Do you plan on sending pets to Greece? We moved our beloved Dora-dog over to Greece to be with us, but it wasn’t cheap. First of all we had to obtain a doggie passport, next we had to buy a very expensive special flight approved crate, and then we had to pay for her to be flown by aeroplane. We got three different quotes to fly her from special pet couriers; they ranged from £1200 to £700. Ring various different pet couriers that specialise in flying animals and find the most affordable.
In theory you need to gain authorisation for any changes you make to a property, but this is often overlooked and work is carried out regardless. None the less, if you plan to make significant changes, such as adding rooms and extra floors, then you will need a licence. We have experience in this area and spent a lot of money securing a licence in order to add another floor to our little ruin. As it turns out, we don’t have the money to achieve what we had planned, but we still ended up paying a whopping €6,000 for our licence. The process was lengthy and tiring and if we’d known it would have cost that much, we never would have started the process. We live and learn!
10) The grass isn’t always greener
It’s easy to have rose tinted glasses on when imagining living in Greece. Sun drenched summers, greek salads and crystal clear beaches may swirl around your head, but you must remember that the grass isn’t always greener. Not all problems can be fixed with a glass of wine on the terrace. There will realistically always be a language barrier, and even if you aim to become fluent, it will take a few years. Greece is a country with a unique beautiful culture, but be prepared for things to be done differently. There is a different mentality and it takes some adjustments.

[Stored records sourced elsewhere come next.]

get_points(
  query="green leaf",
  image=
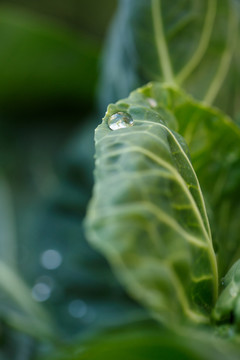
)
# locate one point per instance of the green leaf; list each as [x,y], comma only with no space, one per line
[147,214]
[193,44]
[227,308]
[213,140]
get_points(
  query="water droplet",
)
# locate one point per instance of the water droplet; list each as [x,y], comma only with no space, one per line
[51,259]
[152,102]
[120,120]
[77,308]
[41,292]
[233,292]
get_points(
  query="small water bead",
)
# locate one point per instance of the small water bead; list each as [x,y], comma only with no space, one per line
[41,292]
[51,259]
[152,102]
[120,120]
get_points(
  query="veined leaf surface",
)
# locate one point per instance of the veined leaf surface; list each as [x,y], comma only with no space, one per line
[148,215]
[192,44]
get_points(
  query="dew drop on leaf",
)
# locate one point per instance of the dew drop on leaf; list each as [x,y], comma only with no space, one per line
[51,259]
[120,120]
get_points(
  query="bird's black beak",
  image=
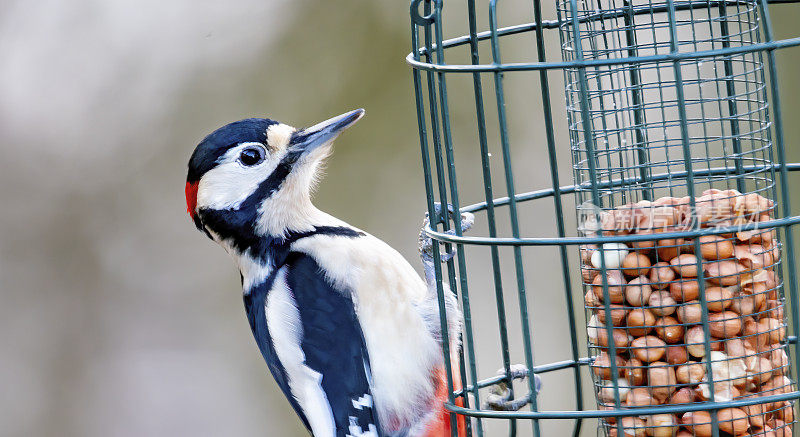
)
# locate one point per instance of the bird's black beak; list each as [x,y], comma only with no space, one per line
[308,139]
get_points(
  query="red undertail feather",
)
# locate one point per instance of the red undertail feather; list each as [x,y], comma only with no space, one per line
[191,198]
[440,427]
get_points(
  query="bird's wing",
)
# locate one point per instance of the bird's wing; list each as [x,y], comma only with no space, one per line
[318,349]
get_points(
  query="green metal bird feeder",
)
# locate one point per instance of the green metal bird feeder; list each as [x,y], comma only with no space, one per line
[682,236]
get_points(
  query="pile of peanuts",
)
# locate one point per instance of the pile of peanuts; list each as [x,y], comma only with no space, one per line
[663,355]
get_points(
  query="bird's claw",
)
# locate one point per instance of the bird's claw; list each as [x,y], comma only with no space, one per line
[500,396]
[426,243]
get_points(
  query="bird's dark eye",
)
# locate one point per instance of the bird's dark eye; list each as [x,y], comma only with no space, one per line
[251,156]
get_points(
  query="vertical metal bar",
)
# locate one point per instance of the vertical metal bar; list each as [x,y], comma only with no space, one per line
[687,162]
[451,171]
[512,204]
[786,208]
[636,98]
[491,222]
[731,94]
[487,181]
[590,154]
[432,214]
[559,213]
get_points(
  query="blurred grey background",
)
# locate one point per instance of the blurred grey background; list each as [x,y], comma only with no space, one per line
[118,318]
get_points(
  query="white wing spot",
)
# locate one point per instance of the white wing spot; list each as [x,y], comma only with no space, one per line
[356,431]
[363,402]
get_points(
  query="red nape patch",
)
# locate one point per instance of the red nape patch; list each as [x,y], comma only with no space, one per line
[191,198]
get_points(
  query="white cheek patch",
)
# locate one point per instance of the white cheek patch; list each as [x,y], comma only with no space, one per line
[228,184]
[278,136]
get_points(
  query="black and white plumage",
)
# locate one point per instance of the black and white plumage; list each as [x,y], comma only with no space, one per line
[349,331]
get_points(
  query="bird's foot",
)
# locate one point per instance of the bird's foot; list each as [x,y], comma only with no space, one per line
[426,243]
[500,397]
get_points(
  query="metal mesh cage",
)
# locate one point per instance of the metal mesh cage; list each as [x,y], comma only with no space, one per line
[681,187]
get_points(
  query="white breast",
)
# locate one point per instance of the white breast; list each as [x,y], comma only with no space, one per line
[388,294]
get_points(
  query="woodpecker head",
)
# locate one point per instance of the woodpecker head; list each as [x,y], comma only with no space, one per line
[254,177]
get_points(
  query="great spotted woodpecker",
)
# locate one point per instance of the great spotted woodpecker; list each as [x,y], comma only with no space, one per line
[348,329]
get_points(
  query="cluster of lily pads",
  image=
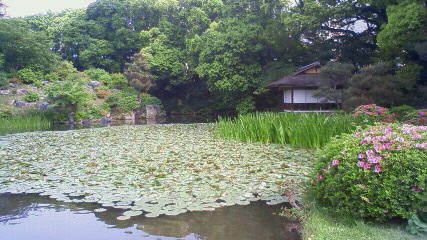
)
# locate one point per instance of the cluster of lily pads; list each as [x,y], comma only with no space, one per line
[151,170]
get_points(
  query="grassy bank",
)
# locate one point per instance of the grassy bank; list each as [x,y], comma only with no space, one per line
[307,130]
[24,123]
[323,225]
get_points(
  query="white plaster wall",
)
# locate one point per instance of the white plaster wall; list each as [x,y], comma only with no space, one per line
[287,94]
[305,96]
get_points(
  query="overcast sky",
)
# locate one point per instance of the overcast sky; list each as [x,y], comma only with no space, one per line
[21,8]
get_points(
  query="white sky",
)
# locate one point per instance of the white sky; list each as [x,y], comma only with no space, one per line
[21,8]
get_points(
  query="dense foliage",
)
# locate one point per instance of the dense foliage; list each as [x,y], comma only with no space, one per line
[214,56]
[379,172]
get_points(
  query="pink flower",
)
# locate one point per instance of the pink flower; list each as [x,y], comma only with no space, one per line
[416,189]
[335,162]
[415,137]
[379,148]
[362,164]
[318,176]
[374,159]
[377,168]
[421,145]
[369,153]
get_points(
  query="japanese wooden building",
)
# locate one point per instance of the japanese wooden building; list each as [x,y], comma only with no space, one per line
[298,89]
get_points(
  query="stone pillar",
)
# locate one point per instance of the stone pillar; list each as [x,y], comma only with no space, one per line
[151,111]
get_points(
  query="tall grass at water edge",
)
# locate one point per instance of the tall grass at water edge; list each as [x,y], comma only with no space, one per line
[305,130]
[24,123]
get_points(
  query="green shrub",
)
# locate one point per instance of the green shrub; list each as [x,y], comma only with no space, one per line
[118,81]
[246,105]
[401,111]
[27,75]
[370,114]
[4,80]
[376,173]
[147,99]
[51,77]
[93,111]
[38,84]
[124,100]
[100,75]
[31,97]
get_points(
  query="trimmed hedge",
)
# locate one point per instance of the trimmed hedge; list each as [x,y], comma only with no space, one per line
[376,173]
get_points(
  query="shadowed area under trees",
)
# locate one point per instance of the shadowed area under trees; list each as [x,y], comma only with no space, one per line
[213,56]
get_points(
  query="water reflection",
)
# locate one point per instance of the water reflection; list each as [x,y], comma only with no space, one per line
[34,217]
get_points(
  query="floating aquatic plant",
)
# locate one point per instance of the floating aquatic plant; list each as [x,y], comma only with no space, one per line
[151,170]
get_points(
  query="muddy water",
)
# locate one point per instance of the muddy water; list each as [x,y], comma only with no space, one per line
[38,218]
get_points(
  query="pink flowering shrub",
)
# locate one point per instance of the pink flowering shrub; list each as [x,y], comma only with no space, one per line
[418,117]
[379,172]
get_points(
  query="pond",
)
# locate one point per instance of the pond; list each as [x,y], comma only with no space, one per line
[181,181]
[29,216]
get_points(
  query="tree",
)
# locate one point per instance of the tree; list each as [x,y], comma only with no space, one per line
[70,94]
[137,74]
[343,30]
[21,47]
[405,28]
[374,84]
[333,75]
[3,7]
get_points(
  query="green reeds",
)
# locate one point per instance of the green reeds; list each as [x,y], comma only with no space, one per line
[24,123]
[305,130]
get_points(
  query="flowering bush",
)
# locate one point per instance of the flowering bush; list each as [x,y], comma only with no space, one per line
[377,173]
[418,117]
[372,113]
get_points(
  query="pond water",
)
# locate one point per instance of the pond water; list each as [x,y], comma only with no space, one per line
[39,218]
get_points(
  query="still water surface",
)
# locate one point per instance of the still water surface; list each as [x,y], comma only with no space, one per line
[33,217]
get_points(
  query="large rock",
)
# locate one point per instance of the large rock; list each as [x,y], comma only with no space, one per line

In summary, if you approach a move to Greece with optimism, a willingness to learn and you’ve done your homework, then there’s absolutely no reason why you won’t succeed. My parting advice would be to keep an open-mind. Accept that things will be different and challenging, and you will be handsomely rewarded. We think that you should do whatever it is that you desire to do; don’t let people’s opinions influence your decision, we never have! Good luck!